Pilot plants in fermentative hydrogen production process

Up to now, a continuous scaled-up process for sustainable fermentative H2 production has not been reported in the literature. Only very few studies, are available so far, regarding the fermentation of sugars to hydrogen, at pilot scale. Ren et al. (2006) performed a pilot scale study in a continuous flow anaerobic fermentative reactor with an active volume of 1.48 m3 and using molasses as substrate. The reactor operated under the organic loading rates of 3.11-85.57 kg COD/m3 reactor/d and produced 5.57 m3 H2/m3 reactor/d or 8240 L H2/d with a hydrogen yield of 26.13 mol/kg COD removed. The effluent which was produced, contained primarily acetate and ethanol and was as high as 3000 L/d. This, rich in acetate, effluent could be further exploited for hydrogen production through a subsequent photoeterotrophic stage, which could increase hydrogen production by 317%.
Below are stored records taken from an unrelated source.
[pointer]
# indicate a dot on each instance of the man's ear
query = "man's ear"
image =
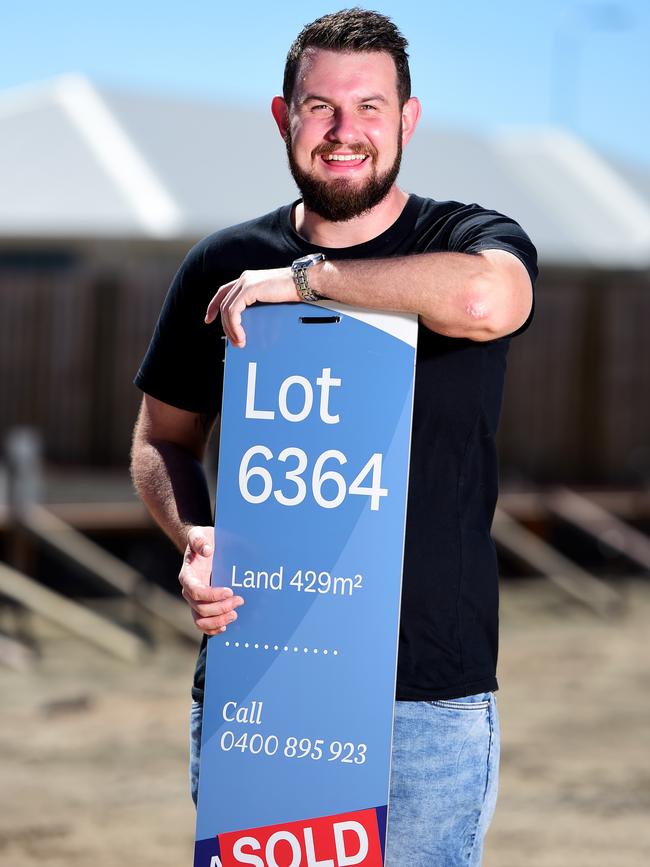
(280, 113)
(411, 112)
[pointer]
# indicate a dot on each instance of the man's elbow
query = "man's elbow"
(495, 307)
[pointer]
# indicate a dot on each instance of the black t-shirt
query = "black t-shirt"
(449, 615)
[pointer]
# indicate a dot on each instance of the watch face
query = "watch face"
(309, 259)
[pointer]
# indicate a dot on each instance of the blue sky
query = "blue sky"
(474, 64)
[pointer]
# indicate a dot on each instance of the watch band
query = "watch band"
(299, 273)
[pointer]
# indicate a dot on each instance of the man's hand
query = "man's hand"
(213, 608)
(274, 285)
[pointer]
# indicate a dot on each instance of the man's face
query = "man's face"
(344, 133)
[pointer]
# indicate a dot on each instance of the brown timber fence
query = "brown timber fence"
(576, 408)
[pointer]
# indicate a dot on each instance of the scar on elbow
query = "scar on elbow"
(478, 311)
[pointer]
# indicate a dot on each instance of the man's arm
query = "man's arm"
(479, 296)
(168, 447)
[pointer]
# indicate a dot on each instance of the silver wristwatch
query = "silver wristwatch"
(299, 273)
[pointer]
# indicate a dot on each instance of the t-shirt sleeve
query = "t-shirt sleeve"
(476, 229)
(183, 365)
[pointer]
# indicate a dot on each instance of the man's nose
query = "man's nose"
(344, 127)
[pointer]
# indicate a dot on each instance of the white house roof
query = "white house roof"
(81, 161)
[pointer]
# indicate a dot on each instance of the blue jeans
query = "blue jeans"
(444, 779)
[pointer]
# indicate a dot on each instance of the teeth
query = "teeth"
(345, 157)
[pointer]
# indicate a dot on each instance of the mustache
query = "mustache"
(324, 150)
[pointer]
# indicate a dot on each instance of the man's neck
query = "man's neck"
(365, 227)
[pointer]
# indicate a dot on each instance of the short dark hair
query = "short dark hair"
(351, 30)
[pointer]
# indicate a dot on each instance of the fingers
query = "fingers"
(212, 620)
(230, 302)
(200, 540)
(233, 304)
(213, 307)
(213, 608)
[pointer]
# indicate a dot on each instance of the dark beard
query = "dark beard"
(340, 200)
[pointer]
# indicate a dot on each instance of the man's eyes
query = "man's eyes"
(324, 107)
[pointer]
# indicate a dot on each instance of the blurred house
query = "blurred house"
(102, 192)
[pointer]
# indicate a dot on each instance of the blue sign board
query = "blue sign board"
(311, 506)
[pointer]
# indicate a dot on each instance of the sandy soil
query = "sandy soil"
(93, 752)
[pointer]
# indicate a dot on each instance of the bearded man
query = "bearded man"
(467, 272)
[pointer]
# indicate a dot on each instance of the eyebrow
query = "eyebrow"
(315, 97)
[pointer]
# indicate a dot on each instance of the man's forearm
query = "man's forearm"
(479, 296)
(172, 484)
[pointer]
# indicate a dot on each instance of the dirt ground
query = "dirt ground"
(93, 752)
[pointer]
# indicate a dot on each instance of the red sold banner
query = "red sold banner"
(346, 840)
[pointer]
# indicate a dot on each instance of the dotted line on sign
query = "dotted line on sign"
(279, 648)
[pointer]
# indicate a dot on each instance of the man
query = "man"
(345, 114)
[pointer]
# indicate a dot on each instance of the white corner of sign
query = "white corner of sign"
(402, 326)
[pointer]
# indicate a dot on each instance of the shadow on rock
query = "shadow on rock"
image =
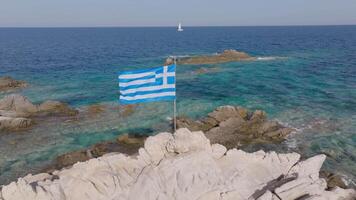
(236, 126)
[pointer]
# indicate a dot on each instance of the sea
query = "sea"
(305, 78)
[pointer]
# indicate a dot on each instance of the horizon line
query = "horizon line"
(191, 26)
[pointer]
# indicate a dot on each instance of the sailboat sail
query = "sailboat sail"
(180, 27)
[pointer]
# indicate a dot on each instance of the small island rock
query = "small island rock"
(8, 83)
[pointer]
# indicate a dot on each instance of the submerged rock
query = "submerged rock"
(182, 166)
(13, 123)
(225, 56)
(17, 112)
(8, 83)
(236, 126)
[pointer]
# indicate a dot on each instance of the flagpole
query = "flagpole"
(174, 103)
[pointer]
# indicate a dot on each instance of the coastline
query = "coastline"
(183, 166)
(211, 99)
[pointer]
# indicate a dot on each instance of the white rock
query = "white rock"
(181, 166)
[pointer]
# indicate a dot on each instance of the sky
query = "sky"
(93, 13)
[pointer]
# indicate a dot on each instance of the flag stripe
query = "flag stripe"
(150, 88)
(165, 98)
(156, 84)
(161, 90)
(148, 96)
(137, 82)
(134, 76)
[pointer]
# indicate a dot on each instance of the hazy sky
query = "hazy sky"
(169, 12)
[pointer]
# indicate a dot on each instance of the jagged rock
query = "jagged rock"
(225, 56)
(182, 166)
(8, 83)
(10, 123)
(333, 180)
(236, 126)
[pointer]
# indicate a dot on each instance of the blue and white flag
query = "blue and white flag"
(156, 84)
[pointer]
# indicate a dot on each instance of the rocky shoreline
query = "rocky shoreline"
(184, 165)
(235, 126)
(223, 57)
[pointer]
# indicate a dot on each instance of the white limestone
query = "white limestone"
(182, 166)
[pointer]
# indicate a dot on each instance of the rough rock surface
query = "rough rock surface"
(8, 83)
(225, 56)
(235, 126)
(182, 166)
(16, 111)
(127, 144)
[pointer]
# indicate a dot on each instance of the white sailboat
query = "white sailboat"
(180, 27)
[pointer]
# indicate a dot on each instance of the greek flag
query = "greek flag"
(156, 84)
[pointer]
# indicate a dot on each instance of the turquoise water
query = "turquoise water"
(309, 85)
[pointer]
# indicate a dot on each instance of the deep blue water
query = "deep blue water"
(310, 85)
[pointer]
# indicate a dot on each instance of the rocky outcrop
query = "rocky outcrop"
(182, 166)
(127, 144)
(11, 123)
(236, 126)
(17, 112)
(224, 57)
(8, 83)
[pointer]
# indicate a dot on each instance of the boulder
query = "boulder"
(8, 83)
(223, 57)
(182, 166)
(234, 126)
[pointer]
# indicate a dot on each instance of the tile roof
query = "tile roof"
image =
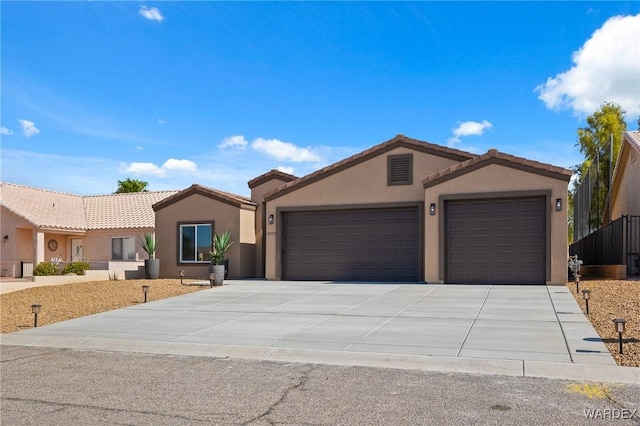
(44, 208)
(633, 138)
(396, 142)
(493, 156)
(56, 210)
(130, 210)
(271, 174)
(226, 197)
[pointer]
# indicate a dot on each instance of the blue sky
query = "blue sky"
(216, 93)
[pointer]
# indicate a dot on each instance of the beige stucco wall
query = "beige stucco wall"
(495, 179)
(364, 183)
(198, 208)
(19, 245)
(626, 195)
(257, 196)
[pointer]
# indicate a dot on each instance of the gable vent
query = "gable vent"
(400, 169)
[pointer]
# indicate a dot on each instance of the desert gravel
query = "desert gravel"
(609, 299)
(68, 301)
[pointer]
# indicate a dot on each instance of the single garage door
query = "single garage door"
(353, 245)
(498, 241)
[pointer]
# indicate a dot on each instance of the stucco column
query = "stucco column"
(38, 247)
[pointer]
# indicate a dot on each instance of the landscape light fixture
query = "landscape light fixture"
(619, 323)
(35, 310)
(586, 294)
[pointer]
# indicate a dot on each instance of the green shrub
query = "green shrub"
(77, 268)
(45, 269)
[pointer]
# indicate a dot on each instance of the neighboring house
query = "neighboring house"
(624, 195)
(402, 211)
(407, 210)
(39, 225)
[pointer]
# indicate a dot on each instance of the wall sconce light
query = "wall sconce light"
(619, 323)
(586, 294)
(35, 310)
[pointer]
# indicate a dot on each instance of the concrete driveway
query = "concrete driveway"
(512, 330)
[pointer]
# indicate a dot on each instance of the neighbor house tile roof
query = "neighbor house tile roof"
(55, 210)
(493, 156)
(44, 208)
(271, 174)
(397, 142)
(226, 197)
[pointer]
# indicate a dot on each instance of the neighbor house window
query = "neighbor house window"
(123, 248)
(195, 242)
(400, 169)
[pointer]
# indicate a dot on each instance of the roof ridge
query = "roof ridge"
(51, 191)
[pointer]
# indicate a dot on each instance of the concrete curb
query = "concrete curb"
(516, 368)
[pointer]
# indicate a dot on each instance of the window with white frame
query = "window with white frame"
(195, 242)
(123, 248)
Vatsala et al. (2008) evaluated the feasibility of hydrogen production from a sugar cane distillery effluent using co-cultures of Citrobacter freundii 01, Enterobacter aerogenes E10 and Rhodopseudomonas palustris P2, at 100 m3 scale. The reactor operated at batch mode for 40 hours, and the hydrogen production was 21.38 kg with an average yield of 2.76 mol H2/mol glucose and a rate of 0.53 kg/100 m3/h. The results showed that distillery effluent could be used as a source of hydrogen providing insights into treatment for industrial exploitation.

Since data for real applications are not available so far, we can design such a process based on the respective lab-scale experiments. The problem is that the hydrogen productivity and yields depend significantly on the prevailing conditions, the feedstocks as well as the inoculum used. However, from laboratory-scale work on continuous processes, it could be suggested that such a process may operate at a mesophilic temperature, at a pH around 5.5 and an HRT approximately 8-12 hours, for simple substrates. Higher HRTs are indicative for complex carbohydrate-rich feedstocks. Finally, such a process may use as microbial inoculum, heat-treated sludge form aerobic or anaerobic process or the indigenous microbial species available in the feedstock/waste, which has often proved to work optimally (Antonopoulou et al., 2008a; 2008b).